The Golden Pen of Freedom, the annual press freedom award of the World Association of Newspapers and News Publishers (WAN-IFRA), has been awarded posthumously to Saudi Arabian journalist Jamal Khashoggi.
The award was made in Glasgow, Scotland, during the 71st World News Media Congress, 26th World Editors Forum and 3rd Women in News Summit. Saudi journalist and filmmaker Safa Al Ahmad accepted the award in the name of Khashoggi.
On Oct. 2, 2018, Khashoggi entered the Saudi Arabian consulate in Istanbul, Turkey, to collect documents related to his upcoming marriage to his Turkish fiancee, Hatice Cengiz. He never came out. Since Khashoggi’s murder, 11 people have been charged over the journalist’s death, with five facing the death penalty. None of those charged have been identified.

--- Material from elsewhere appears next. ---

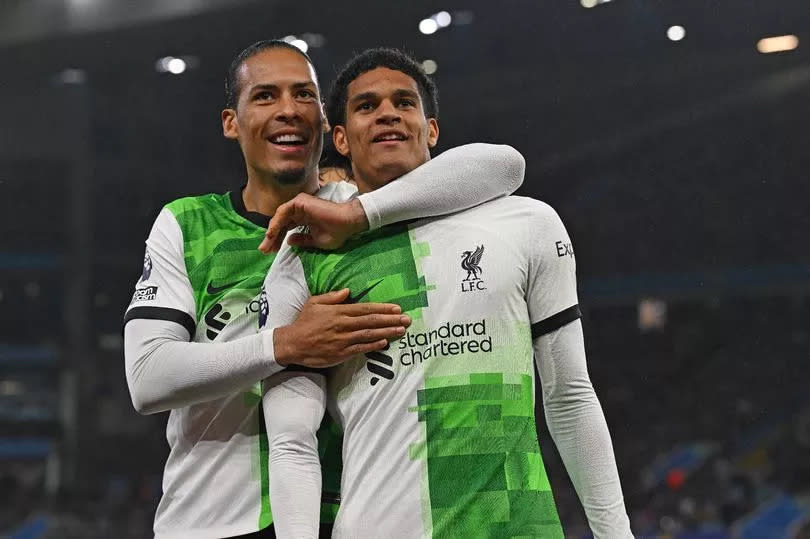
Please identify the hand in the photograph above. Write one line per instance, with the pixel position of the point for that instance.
(330, 223)
(327, 332)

Since the 1980s, Jamal Khashoggi had been a mainstay in the Saudi and Middle East journalism landscape, with an upbringing that allowed him access to the inner circles of the Saudi royal family. Khashoggi had more recently become a regular columnist for The Washington Post. He was a vocal critic of the Saudi government.
Saudi Arabia does not allow independent media, WAN-IFRA says. The number of journalists and citizen-journalists in detention has tripled since the start of 2017, according to Reporters Without Borders, with most held arbitrarily and likely facing torture.
Globally, nine out of ten journalist murders go unsolved, with neither perpetrators nor those who order the killings being held accountable for their actions, according to a news release from WAN-IFRA.